Design Guidelines 16715 - 1

APPENDIX 5

SECTION 16715 - DATA DISTRIBUTION

PART 1 GENERAL SPECIFICATIONS 1.1 ALL WORK

A. In general, all work involving the purchase, installation and maintenance of voice, signal, data and systems should comply with the specifications included below. Deviations from these general specifications should be highlighted and delivered to the university as contradictions to the specific project for approval by the university. This Section includes the wire, cable, connecting devices, installation, and testing for wiring systems to be used as signal pathways for high-speed data transmission and voice communications distributions. The following specifications list provides a general overview of all requirements, specifications and design guidelines that are mandatory to complete voice and data wiring and component installations at Shippensburg University. Bidders may notice that certain individual components of this list do not apply to a specific project. Bidders are advised to read all requirements and identify any contradictory or unrelated components that may not allow for the adherence to these, BICSI or EIA/TIA standards in the installation of the current bid project. Notice of these items must be identified in writing to the Contract Specialist or Primary Contact Person identified in this bid.

1.2 SUBMITTALS

A. General: Submit each item in this Article according to the Conditions of the Contract and Division 1 Specification Sections.

B. Product Data for each component specified, including detailed manufacturer's

specifications. Include data on features, ratings, and performance. Include dimensioned plan and elevation views of components. Show access and working-space requirements. Verify compliance with TIA-568-B.2-1 and all applicable additions to TIA-568 standard for Category 6 cabling and components.

C. Samples of outlet connectors, jacks, jack assemblies, and faceplates for color selection

and evaluation of technical features when requested by the Architect. or University‟s Telecommunications Director.

D. Qualification data for firms and persons specified in the "Quality Assurance" Article to

demonstrate their capabilities and experience. Provide evidence of applicable registration or certification.

E. Field tests and observation reports indicating and interpreting test results relative to

compliance with performance requirements of the installed systems. F. The Data Technicians shall be fully trained, qualified, and certified by the manufacturer

on the installation and testing of the equipment to be installed.

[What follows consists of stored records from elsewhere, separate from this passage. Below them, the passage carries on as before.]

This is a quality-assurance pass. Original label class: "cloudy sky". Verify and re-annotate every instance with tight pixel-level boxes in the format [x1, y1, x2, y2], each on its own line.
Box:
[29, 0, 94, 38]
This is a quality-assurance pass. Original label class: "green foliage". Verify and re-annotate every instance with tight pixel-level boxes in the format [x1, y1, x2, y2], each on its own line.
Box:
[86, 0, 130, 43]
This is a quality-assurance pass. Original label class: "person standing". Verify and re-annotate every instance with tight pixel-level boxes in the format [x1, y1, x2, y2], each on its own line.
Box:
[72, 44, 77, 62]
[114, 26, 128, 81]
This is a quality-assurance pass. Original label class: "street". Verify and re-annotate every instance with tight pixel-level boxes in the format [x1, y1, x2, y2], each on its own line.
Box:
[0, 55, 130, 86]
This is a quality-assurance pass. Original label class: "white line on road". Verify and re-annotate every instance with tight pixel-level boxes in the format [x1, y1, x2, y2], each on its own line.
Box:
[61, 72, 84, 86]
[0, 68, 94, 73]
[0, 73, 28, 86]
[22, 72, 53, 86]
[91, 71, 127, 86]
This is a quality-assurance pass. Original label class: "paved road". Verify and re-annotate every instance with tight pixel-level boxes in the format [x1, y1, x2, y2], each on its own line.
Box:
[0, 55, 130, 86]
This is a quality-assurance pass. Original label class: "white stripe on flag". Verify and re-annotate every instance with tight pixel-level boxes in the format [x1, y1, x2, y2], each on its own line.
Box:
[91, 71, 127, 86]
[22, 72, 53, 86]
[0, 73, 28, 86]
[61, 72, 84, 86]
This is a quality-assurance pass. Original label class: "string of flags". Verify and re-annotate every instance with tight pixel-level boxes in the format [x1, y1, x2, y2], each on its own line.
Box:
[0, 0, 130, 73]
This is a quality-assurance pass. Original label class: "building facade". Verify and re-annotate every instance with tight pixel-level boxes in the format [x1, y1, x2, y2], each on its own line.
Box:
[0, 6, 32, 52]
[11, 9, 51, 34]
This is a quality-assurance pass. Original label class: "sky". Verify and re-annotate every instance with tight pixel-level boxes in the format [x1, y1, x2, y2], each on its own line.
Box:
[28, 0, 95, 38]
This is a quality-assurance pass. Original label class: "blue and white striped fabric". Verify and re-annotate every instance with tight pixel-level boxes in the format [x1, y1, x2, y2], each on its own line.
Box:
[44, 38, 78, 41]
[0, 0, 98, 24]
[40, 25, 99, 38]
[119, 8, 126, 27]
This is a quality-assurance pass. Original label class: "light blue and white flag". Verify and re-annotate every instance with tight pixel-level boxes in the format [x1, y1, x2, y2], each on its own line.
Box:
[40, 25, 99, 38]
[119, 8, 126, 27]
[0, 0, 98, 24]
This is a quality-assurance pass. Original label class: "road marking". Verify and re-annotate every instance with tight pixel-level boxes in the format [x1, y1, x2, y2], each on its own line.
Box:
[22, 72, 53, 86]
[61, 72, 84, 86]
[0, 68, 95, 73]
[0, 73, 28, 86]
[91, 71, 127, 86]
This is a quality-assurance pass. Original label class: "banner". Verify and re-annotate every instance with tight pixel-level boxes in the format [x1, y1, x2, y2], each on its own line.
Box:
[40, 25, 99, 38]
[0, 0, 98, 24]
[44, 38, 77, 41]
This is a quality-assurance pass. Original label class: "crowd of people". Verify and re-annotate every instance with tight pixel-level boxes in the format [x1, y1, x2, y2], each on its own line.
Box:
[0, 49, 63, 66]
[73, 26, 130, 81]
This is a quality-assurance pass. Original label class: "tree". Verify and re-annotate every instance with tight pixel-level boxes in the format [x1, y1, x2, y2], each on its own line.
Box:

Evidence that the Technicians are a current certified installer of the manufacturer must be provided in writing prior to work commencing on the structured cabling project.

G. The Contractor shall have experience in installing cabling systems as evidenced with a

listing of at least 3 projects involving Enhanced Category 5 cabling and optical fiber which have been completed by the Contractor in the last 2 years. Names, addresses, and phone numbers of referenced projects shall be included.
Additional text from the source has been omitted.